Can a state at the center of the oil boom regulate the industry that propelled it to prosperity?
After multiple derailments of tank cars carrying crude oil, the federal government is weighing new rules to bolster the safety of trains transporting flammable material. But the safety push could run into trouble in North Dakota, the state at the heart of the oil boom and the source of much of the crude sliding along the nation’s rails.
As the shale-oil boom accelerated in recent years, a series of derailments have raised questions about the safety of oil trains. In July 2013, a 74-car train carrying crude oil crashed in a small Quebec town, killing 47. Four months later, broken tracks led to a derailment in Alabama; a month after that, 20 cars of crude exploded after a collision outside Casselton, N.D., forcing residents to evacuate. In April, 17 tanks derailed near downtown Lynchburg, Va., sending a plume of fire spitting into the air outside a children’s museum.
Late last month, the U.S. Department of Transportation released a series of proposals to safeguard oil cars traveling from the Bakken shale formation in North Dakota to refineries around the country, often more than a thousand miles away. Among the proposals were phasing out tank cars that have proven vulnerable to explosions, imposing speed restrictions, and requiring trains to notify local first responders as they pass through states.
“Safety is our top priority,” said Transportation Secretary Anthony Foxx of the department’s proposal, which he called the “most significant progress yet in developing and enforcing new rules to ensure that all flammable liquids, including Bakken crude and ethanol, are transported safely.”
But in North Dakota, such liquid has been the lifeblood of a surging economy. Since the advent of new technology that helped companies tap the Bakken formation, North Dakota has enjoyed a massive energy boom. The unemployment rate has dropped to 2.7%, the lowest in the nation. Incomes are rising. And a sparsely populated state sprawled across the harsh northern prairie is suddenly adding well-paying jobs faster than it can fill them. As the U.S. economy slumped into recession and struggled to fight through a sluggish recovery, North Dakota was a rare bright spot on a bleak economic horizon.
Which may be why Foxx’s comments didn’t go down so well in the state. Last week, when he and U.S. Energy Secretary Ernest Moniz attended an energy policy summit in the state capital of Bismarck, Governor Jack Dalrymple jumped on the perceived criticism, asking why Bakken crude has been singled out in federal studies.
“The risk level is higher than we’ve seen in other parts of the country,” Foxx said, according to local reports. “We’ve got to raise our game on safety.”
But it is a matter of dispute whether shale oil from the Bakken is more volatile than traditional oil, and thus prone to explosion. As Washington considers new regulations, the state is undertaking its own study of whether and how companies should treat oil at the wellheads before transporting it.
In the coming weeks, the North Dakota Industrial Commission will hold public hearings to solicit input about the possibility of new requirements, says Alison Ritter, a spokeswoman for the North Dakota Department of Mineral Resources. The session will be just the second public hearings on energy in the past three years.

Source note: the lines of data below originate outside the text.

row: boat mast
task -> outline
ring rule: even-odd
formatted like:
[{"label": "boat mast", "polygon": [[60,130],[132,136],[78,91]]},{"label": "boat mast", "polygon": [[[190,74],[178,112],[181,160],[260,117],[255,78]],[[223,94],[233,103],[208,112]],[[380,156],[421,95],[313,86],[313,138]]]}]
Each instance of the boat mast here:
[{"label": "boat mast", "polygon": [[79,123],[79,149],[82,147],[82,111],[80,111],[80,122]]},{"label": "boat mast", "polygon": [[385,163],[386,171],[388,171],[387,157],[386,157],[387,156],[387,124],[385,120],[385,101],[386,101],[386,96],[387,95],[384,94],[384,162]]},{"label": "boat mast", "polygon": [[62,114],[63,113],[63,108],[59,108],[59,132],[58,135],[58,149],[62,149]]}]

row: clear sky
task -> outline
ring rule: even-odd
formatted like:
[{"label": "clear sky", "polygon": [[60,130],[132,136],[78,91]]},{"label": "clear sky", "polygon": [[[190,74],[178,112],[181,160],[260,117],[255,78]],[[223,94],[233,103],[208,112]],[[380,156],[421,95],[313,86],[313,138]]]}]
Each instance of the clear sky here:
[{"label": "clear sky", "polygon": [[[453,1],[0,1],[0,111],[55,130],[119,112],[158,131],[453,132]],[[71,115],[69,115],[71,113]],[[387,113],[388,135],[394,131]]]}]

It is unclear whether the state is prepared to effectively regulate the very industry that propelled it to prosperity.
The Industrial Commission is composed of three of the state’s top elected officials: Governor Jack Dalrymple, Attorney General Wayne Stenehjem, and Agriculture Commissioner Doug Goehring. All are Republicans.
Dalrymple has been a friend of oil and gas concerns. His 2012 election victory was aided by $287,965 from the oil and gas industry, a total that surpasses than any other industry, according to data compiled by the National Institute on Money in State Politics. The governor’s office did not directly return multiple requests for comment.
Lynn Helms, the state’s top oil and gas regulator, has industry ties of his own. The director of the Department of Mineral Resources, Helms spent years working for energy firms before taking a job with the Industrial Commission in 1998. This is not uncommon, but critics say it raises questions of whether the regulator should also hold responsibility for promoting oil production.
“How can you regulate an industry, and make sure they’re following all the rules and safeguards on Mondays,” says Kenton Onstad, a Democratic representative in the North Dakota legislature, “and then on Tuesday go out and promote it? It should be either one or the other.”
New requirements for treating crude at the well sites could be costly for the energy businesses that operate in the Bakken. Industry groups say the formation’s crude has no unique dangers and should not be subject to special regulations. The North Dakota Petroleum Council, an industry group, paid engineering and chemical analysis firms about $400,000 to produce a report on the characteristics of Bakken crude. The study determined it did not pose any greater risk for rail transport than other types of crude or transportation fuels. “All of this data does not support the speculation that Bakken crude is more volatile or flammable,” said NDPC vice president Kari Cutting.
Ritter said the Industrial Commission would be expected to issue a decision within 30 days of the public hearing. “The goal,” she says, “is to make crude as safe as possible for transport.”